Evelyn Tilelli, a sophomore diplomacy major, said she believes the initiative is a great plan to help students on campus.
“We’ve all been there when we need menstrual products but don’t have them, and it’s so awkward when we have to go around asking other people for what we need,” Tilelli said. “It’ll also help some people if they can’t get out all the way to Walgreens to buy menstrual products, or if they don’t have money to buy any in the first place.”
Anais Boyajian, a sophomore diplomacy major, said this new initiative will help female students feel more at ease during their time of the month. She added that there were times where she helped those who asked her for menstrual products.
“But imagine if I wasn’t there and nobody else had products,” Boyajian said. “Then they’re going to have to do the dreaded toilet paper pad, which is not protective.”
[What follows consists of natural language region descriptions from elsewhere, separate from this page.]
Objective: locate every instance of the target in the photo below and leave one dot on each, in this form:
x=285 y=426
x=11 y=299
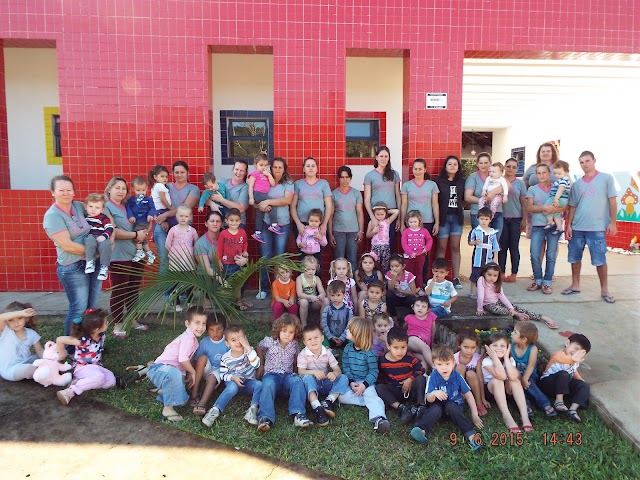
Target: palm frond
x=196 y=287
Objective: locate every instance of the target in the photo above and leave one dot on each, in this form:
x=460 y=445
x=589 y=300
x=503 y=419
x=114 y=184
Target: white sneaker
x=65 y=395
x=90 y=267
x=252 y=415
x=211 y=416
x=138 y=256
x=104 y=272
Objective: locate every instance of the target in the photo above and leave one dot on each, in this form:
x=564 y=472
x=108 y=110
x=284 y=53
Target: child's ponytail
x=92 y=320
x=31 y=322
x=155 y=171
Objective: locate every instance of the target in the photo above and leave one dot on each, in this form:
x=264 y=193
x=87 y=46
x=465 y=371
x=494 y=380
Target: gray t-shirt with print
x=345 y=218
x=419 y=198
Samia Raza, a freshman art history major, said she believes this initiative will solve the issue of the lack of menstrual products on campus.
“Even in the bookstore, there’s barely anything there when it comes to having real options for menstrual products,” Raza said.
SGA’s Instagram post mentioned that, according to the Free the Tampons Movement, “79% of women have had to make do with toilet paper in emergencies.”
Safa Sheikh, a sophomore political science major, said she appreciated the language used by the SGA Instagram’s post, as it mentioned menstruators rather than strictly female students.
“I like that the post was gender-neutra because I think that’s something that’s usually avoided, especially in regard to menstruation — people assume it only applies to cisgender women,” Sheikh said. “I also think it’s good that they’re placing these dispensers in bathrooms for everyone to see publicly. It will destigmatize menstruation as a ‘dirty’ thing that you need to protect yourself from.”
According to the SGA’s Instagram post, the dispensers will be free-vend machines that will hold five times the number of products than regular dispensers, and they will be using 100% organic cotton tampons and pads.
The SGA’s Instagram post announced that three dispensers will be installed during the 2021-2022 academic year in the library, gym and the university center. Their long-term plan is to keep expanding so that all common bathrooms will have dispensers, including gender-neutral and dorm communal bathrooms.
“I’m finally going to have access to something that I need because you can get your period any time of the day,” Raza said. “And now, when you go to the bathroom to check, you can just get the products you need right there instead of having to leave to buy them.”